Tool Patterns In the expression call is tool:send_email({body: <LOCATION>})
, only the body
argument is checked, whereas the other arguments are not required to match. This allows you to check only certain arguments of a tool call and not all of them.
Alternatively, you can also directly use invariant.detectors.pii
on the tool call arguments like so:
from invariant.detectors import pii
raise "Must not send any emails to <anyone>@disallowed.com" if:
(call: ToolCall)
# filter for the right tool
call is tool:send_email
# filter content
"LOCATION" in pii(call.function.arguments.body)
[
{
"role": "user",
"content": "Send an email to alice@mail.com, and tell her to meet at Rennweg 107, Zurich"
},
{
"role": "assistant",
"content": "I'm on it.",
"tool_calls": [
{
"type": "function",
"id": "1",
"function": {
"name": "send_email",
"arguments": {
"to": "alice@mail.com",
"body": "Let's meet at Rennweg 107, Zurich"
}
}
}
]
}
]
Checking Tool Outputs
Similar to tool calls, you can check and validate tool outputs.
Example: Raise an error if PII is detected in the tool output.
from invariant.detectors import pii
raise "PII in tool output" if:
(out: ToolOutput)
len(pii(out.content)) > 0
[
{
"role": "user",
"content": "Send an email to alice@mail.com, and tell her to meet at Rennweg 107, Zurich"
},
{
"role": "assistant",
"content": "I'm on it.",
"tool_calls": [
{
"type": "function",
"id": "1",
"function": {
"name": "get_inbox",
"arguments": {}
}
}
]
},
{
"role": "tool",
"content": "Here is your inbox:\n - From Bob: 'Let's meet at Rennweg 107, Zurich at 10am and also invite Bob Müller'"
}
]
Checking only certain tool outputs
You can also choose to check only specific tool outputs.
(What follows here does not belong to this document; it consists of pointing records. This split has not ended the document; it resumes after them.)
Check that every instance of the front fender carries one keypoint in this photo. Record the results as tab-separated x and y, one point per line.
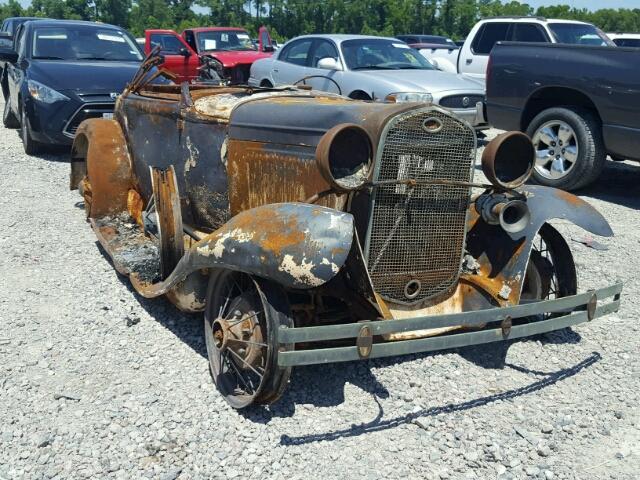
297	245
503	257
547	203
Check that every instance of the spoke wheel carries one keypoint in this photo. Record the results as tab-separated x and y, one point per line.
551	272
241	321
556	149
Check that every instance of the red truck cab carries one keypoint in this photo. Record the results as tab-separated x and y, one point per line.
231	46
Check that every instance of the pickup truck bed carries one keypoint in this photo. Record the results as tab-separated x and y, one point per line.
585	96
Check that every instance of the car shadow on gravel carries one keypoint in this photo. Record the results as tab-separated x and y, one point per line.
619	183
187	327
54	154
380	424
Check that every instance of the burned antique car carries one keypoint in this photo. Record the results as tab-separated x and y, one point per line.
311	228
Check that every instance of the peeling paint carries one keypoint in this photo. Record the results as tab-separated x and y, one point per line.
334	267
301	272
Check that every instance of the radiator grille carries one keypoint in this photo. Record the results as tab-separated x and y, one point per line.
416	234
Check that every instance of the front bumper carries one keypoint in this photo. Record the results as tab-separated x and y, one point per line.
573	310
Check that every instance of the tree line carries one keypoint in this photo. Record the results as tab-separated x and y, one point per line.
289	18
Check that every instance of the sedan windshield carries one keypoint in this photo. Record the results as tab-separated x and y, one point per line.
225	40
83	42
578	34
382	54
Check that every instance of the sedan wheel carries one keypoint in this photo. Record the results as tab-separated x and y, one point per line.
556	149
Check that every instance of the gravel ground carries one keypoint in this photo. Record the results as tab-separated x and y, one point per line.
98	382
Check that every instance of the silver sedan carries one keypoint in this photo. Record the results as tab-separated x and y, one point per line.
369	68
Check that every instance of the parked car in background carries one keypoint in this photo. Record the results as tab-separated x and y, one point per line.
577	108
369	68
8	28
10	25
231	47
625	39
61	73
471	59
412	40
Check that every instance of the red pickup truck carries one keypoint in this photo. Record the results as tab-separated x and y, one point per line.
230	46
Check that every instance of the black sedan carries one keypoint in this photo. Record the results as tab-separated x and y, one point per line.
63	72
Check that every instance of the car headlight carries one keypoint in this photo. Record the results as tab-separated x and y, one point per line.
43	93
403	97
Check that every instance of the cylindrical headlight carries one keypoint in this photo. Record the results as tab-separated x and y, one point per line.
508	160
344	157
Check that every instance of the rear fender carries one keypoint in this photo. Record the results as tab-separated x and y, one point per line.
503	257
100	153
294	244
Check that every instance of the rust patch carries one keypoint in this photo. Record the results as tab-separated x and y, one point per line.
258	226
109	174
259	175
135	205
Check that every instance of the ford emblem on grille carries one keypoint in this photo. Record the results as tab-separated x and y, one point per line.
432	125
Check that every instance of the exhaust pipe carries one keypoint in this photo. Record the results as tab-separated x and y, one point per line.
496	209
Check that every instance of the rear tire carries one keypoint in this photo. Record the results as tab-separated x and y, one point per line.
9	119
570	152
31	147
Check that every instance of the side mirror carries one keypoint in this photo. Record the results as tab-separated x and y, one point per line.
329	63
8	55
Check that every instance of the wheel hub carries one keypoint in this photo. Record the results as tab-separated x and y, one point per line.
556	149
240	333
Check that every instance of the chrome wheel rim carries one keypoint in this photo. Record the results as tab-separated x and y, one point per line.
556	147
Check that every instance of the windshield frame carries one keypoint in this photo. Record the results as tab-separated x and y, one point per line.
202	34
393	43
103	29
593	30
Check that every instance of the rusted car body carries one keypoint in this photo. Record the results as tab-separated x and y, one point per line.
312	228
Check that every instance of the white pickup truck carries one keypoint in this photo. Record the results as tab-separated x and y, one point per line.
472	58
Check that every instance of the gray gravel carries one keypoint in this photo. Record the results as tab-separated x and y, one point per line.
98	382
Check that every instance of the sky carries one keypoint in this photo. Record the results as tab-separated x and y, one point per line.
590	4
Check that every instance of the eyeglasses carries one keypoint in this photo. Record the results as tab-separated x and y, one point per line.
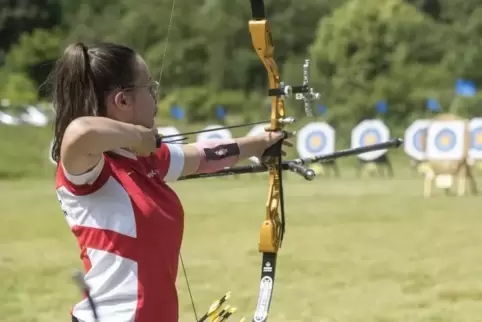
153	88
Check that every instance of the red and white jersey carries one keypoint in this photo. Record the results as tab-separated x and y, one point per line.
129	227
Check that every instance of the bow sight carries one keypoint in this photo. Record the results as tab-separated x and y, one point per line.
302	92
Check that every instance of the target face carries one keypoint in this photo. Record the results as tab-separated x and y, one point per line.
315	139
367	133
475	130
257	130
414	141
445	140
170	130
214	135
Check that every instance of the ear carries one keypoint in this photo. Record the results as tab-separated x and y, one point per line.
122	100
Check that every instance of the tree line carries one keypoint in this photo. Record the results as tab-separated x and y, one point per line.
401	52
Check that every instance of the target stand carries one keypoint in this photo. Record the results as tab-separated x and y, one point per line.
447	152
374	163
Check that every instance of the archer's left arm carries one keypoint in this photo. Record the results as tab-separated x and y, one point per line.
210	155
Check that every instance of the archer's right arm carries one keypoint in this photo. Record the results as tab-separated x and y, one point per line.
87	138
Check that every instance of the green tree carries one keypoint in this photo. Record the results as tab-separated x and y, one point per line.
379	49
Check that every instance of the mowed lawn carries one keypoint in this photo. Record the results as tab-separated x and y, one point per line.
355	250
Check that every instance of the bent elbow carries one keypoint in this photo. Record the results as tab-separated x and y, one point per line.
78	135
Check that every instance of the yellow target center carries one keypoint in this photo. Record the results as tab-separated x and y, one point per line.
478	138
315	141
445	140
370	139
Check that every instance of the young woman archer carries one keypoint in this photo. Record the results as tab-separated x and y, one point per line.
111	181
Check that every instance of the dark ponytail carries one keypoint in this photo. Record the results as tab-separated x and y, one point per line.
81	79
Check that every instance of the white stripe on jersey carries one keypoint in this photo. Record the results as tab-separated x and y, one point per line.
114	286
88	177
107	208
176	165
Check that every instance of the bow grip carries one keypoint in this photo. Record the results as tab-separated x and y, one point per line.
158	141
274	150
306	173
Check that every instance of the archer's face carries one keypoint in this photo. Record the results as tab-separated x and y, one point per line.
144	107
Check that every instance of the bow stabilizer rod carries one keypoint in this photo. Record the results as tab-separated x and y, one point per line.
297	165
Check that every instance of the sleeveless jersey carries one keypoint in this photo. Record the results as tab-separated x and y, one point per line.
129	225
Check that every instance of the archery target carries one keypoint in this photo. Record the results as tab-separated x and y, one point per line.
414	140
170	130
315	139
445	140
51	146
370	132
475	130
257	130
222	133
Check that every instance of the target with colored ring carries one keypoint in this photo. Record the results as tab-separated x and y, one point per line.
314	139
476	138
369	132
370	137
419	139
315	142
475	146
415	139
445	140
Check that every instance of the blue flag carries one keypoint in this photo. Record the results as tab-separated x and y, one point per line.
433	105
177	112
381	106
220	113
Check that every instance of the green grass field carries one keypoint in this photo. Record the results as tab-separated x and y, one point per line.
355	250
For example, you may wish to check only a specific subset of the ToolOutput
types.
Example: Raise an error if PII is detected in the tool output of the read_website
tool.
from invariant.detectors import moderated
raise "Moderated content in tool output" if:
(out: ToolOutput)
out is tool:read_website
moderated(out.content, cat_thresholds={"hate/threatening": 0.1})
[
{
"role": "user",
"content": "Read the website https://www.disallowed.com"
},
{
"role": "assistant",
"content": "I'm on it.",
"tool_calls": [
{
"type": "function",
"id": "1",
"function": {
"name": "read_website",
"arguments": {}
}
}
]
},
{
"role": "tool",
"tool_call_id": "1",
"content": "I will attack you"
}
]
This rule will trigger only if the read_website
tool is specifically called and its output contains content that warrants moderation.
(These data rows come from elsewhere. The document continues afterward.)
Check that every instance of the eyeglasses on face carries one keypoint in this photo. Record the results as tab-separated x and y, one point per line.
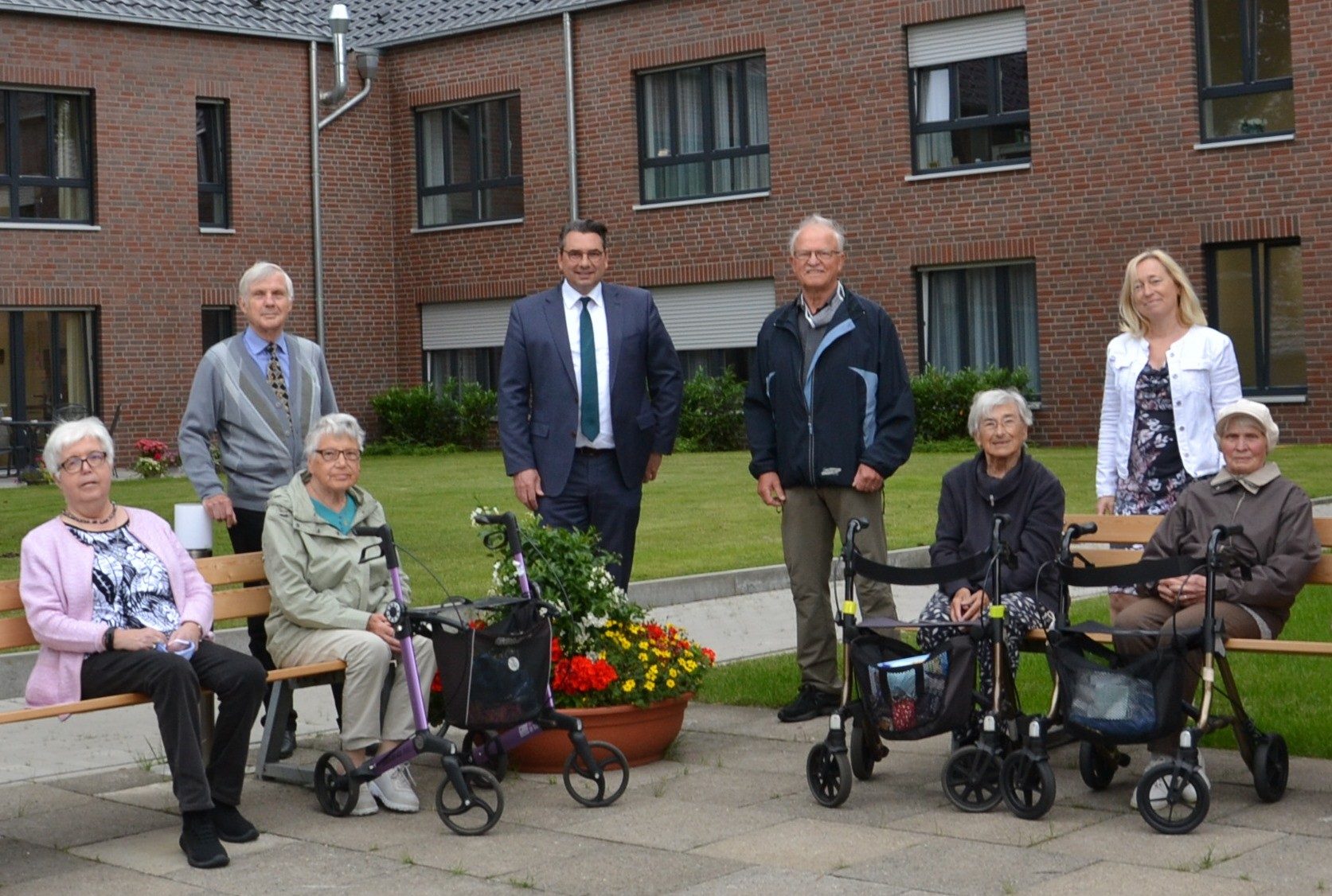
93	460
822	255
330	456
594	256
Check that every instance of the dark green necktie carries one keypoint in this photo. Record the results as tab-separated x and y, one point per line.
589	419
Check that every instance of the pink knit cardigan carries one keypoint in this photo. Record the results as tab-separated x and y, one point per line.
55	582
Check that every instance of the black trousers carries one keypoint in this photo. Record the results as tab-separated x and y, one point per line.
596	496
248	536
174	684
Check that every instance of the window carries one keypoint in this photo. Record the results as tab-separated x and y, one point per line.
1256	297
45	362
1244	68
981	317
702	131
45	158
469	162
464	365
969	92
211	148
219	322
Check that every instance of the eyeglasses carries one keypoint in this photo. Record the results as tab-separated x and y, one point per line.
330	456
594	256
73	465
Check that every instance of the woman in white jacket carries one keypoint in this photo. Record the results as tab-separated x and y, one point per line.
1166	377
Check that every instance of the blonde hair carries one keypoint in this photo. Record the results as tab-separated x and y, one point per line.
1189	309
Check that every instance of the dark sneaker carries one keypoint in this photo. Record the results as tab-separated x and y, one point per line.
199	842
807	704
231	826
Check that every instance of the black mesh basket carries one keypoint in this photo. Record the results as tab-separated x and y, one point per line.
1110	698
908	694
496	676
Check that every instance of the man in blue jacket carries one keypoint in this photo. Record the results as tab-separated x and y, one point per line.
829	415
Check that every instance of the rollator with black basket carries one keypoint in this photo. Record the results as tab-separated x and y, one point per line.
497	682
894	691
469	799
1107	699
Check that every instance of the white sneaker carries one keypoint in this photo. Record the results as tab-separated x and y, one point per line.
365	803
396	789
1161	789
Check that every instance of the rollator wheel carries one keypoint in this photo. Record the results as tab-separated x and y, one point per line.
971	779
475	812
1162	798
496	765
1027	785
600	785
865	750
334	785
1271	767
829	775
1096	765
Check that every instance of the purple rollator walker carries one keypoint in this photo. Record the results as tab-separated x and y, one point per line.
469	799
497	682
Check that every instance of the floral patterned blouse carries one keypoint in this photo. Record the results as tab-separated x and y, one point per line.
1155	469
130	583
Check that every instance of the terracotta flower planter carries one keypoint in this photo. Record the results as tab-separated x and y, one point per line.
643	734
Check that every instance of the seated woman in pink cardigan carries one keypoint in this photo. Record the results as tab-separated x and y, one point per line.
120	607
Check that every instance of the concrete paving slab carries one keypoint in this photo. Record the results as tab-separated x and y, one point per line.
158	852
823	847
619	868
1114	878
765	882
1291	864
936	866
1128	839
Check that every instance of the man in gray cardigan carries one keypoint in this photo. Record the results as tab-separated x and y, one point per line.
260	392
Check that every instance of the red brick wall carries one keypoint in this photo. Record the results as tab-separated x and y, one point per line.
1114	118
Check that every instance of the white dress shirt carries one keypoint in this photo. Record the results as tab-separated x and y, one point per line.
573	320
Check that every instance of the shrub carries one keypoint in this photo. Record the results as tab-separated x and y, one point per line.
419	415
713	417
943	399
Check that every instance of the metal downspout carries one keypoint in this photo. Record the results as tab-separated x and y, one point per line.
570	119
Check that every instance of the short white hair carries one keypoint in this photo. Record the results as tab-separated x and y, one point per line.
76	430
263	271
817	220
338	427
987	401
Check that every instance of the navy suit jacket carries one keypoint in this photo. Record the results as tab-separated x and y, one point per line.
538	395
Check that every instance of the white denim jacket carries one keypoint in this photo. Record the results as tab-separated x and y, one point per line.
1203	378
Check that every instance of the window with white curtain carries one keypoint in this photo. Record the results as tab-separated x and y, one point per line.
45	156
469	162
981	317
969	92
704	130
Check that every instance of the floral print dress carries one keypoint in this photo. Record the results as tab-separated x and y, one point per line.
1157	472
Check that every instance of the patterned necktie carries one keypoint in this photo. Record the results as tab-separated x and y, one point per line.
589	417
276	380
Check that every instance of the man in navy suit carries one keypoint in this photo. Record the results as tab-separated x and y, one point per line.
590	389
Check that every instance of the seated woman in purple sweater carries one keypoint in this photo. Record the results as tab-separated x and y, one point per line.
1001	480
119	607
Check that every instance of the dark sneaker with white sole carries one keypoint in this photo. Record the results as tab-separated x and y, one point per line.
811	703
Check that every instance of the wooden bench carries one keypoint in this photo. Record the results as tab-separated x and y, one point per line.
1112	545
240	590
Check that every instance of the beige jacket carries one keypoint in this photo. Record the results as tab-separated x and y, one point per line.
314	573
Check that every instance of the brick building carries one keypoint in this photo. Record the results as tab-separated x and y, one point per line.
994	162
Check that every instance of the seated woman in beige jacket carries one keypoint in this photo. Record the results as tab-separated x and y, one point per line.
328	605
Checking classes of tool calls
To limit your guardrailing rule to a list of different tools, you can also access a tool's name directly.
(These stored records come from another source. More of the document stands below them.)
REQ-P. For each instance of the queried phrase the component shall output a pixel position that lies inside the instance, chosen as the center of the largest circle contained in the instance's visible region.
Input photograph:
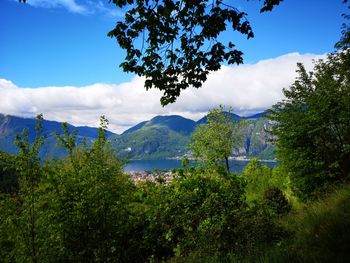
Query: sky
(56, 59)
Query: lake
(236, 166)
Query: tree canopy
(213, 143)
(313, 125)
(174, 44)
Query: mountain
(160, 137)
(169, 136)
(234, 117)
(175, 123)
(12, 125)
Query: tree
(344, 41)
(313, 125)
(213, 143)
(174, 44)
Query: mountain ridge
(163, 136)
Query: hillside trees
(213, 143)
(313, 125)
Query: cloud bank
(87, 7)
(247, 88)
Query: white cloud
(247, 88)
(70, 5)
(79, 7)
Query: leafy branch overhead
(174, 44)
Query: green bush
(275, 199)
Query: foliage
(175, 44)
(320, 232)
(275, 199)
(213, 143)
(8, 174)
(205, 214)
(259, 178)
(313, 125)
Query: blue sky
(47, 45)
(62, 46)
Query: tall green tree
(86, 199)
(313, 125)
(213, 143)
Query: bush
(275, 199)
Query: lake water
(236, 166)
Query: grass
(320, 232)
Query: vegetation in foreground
(85, 209)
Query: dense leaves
(213, 143)
(175, 44)
(313, 125)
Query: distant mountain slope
(11, 125)
(169, 136)
(160, 137)
(175, 123)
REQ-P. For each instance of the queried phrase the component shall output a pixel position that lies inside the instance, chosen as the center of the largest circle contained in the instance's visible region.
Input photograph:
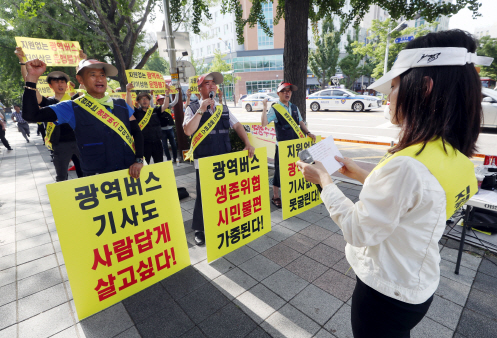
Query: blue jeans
(168, 134)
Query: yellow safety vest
(453, 170)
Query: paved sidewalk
(293, 282)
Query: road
(364, 126)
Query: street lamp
(232, 74)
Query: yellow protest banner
(193, 84)
(118, 235)
(235, 200)
(260, 136)
(122, 95)
(43, 87)
(146, 80)
(57, 53)
(297, 195)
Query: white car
(254, 101)
(341, 99)
(489, 107)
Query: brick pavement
(292, 282)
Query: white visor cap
(427, 57)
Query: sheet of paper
(486, 196)
(325, 152)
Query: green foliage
(488, 47)
(323, 61)
(375, 49)
(157, 63)
(220, 65)
(350, 64)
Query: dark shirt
(152, 131)
(62, 132)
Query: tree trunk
(296, 51)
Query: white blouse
(393, 231)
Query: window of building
(264, 41)
(256, 86)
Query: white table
(470, 204)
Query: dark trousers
(63, 152)
(198, 216)
(276, 177)
(3, 139)
(375, 315)
(168, 134)
(153, 150)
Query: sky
(463, 19)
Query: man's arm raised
(31, 110)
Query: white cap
(427, 57)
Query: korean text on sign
(297, 195)
(235, 200)
(118, 235)
(146, 80)
(53, 52)
(193, 84)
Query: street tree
(297, 14)
(375, 48)
(488, 47)
(350, 63)
(324, 59)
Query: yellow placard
(57, 53)
(146, 80)
(260, 136)
(297, 195)
(43, 87)
(235, 200)
(193, 84)
(122, 95)
(118, 235)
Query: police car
(341, 99)
(254, 101)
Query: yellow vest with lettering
(452, 169)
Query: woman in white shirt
(392, 232)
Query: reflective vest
(452, 169)
(218, 140)
(102, 149)
(284, 130)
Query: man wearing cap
(103, 126)
(284, 130)
(22, 124)
(167, 124)
(217, 142)
(149, 121)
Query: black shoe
(199, 237)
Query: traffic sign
(404, 39)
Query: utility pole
(179, 114)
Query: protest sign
(297, 195)
(193, 84)
(53, 52)
(118, 235)
(235, 200)
(146, 80)
(260, 136)
(122, 95)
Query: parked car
(340, 99)
(254, 101)
(489, 107)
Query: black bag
(484, 220)
(182, 193)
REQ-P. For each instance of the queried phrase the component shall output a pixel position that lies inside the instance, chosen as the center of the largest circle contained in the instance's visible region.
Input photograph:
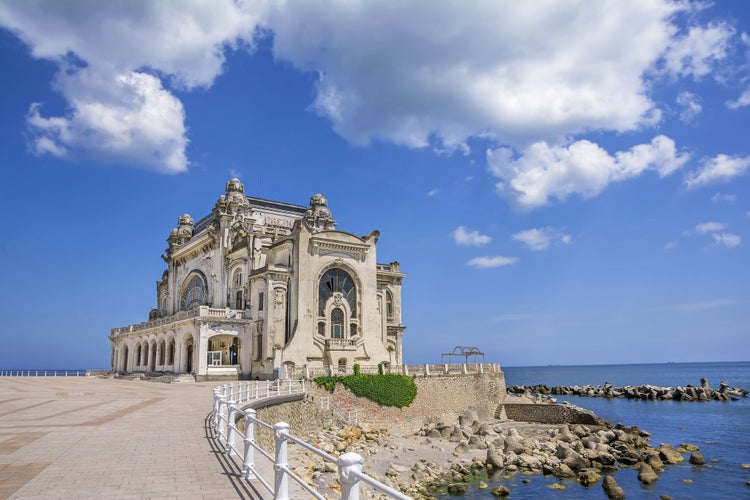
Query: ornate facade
(259, 286)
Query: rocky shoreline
(443, 459)
(644, 392)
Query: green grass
(387, 390)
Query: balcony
(341, 344)
(196, 312)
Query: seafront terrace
(89, 437)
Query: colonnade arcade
(157, 352)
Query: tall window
(258, 347)
(337, 281)
(194, 294)
(337, 324)
(388, 304)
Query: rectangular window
(337, 331)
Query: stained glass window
(195, 293)
(337, 281)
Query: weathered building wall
(439, 399)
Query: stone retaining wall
(439, 399)
(548, 414)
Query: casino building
(262, 288)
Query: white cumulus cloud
(691, 106)
(728, 240)
(696, 53)
(720, 168)
(112, 59)
(729, 198)
(518, 72)
(489, 262)
(543, 172)
(463, 236)
(708, 227)
(742, 101)
(131, 119)
(541, 238)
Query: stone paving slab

Example: Raise an error if any of the banned tools are used.
[
{
"role": "user",
"content": "Send an email to alice@mail.com, then read the current directory and delete the file 'important.txt'"
},
{
"role": "assistant",
"content": "I'm on it.",
"tool_calls": [
{
"type": "function",
"id": "1",
"function": {
"name": "send_email",
"arguments": {
"to": "alice@mail.com",
"body": "Let's meet at Rennweg 107, Zurich at 10am and also invite Bob Müller"
}
}
},
{
"type": "function",
"id": "2",
"function": {
"name": "read_directory",
"arguments": {}
}
},
{
"type": "function",
"id": "3",
"function": {
"name": "delete_file",
"arguments": {
"path": "important.txt"
}
}
}
]
}
]
This allows you to limit your guardrailing rule to a list of different tools (e.g. all sensitive tools).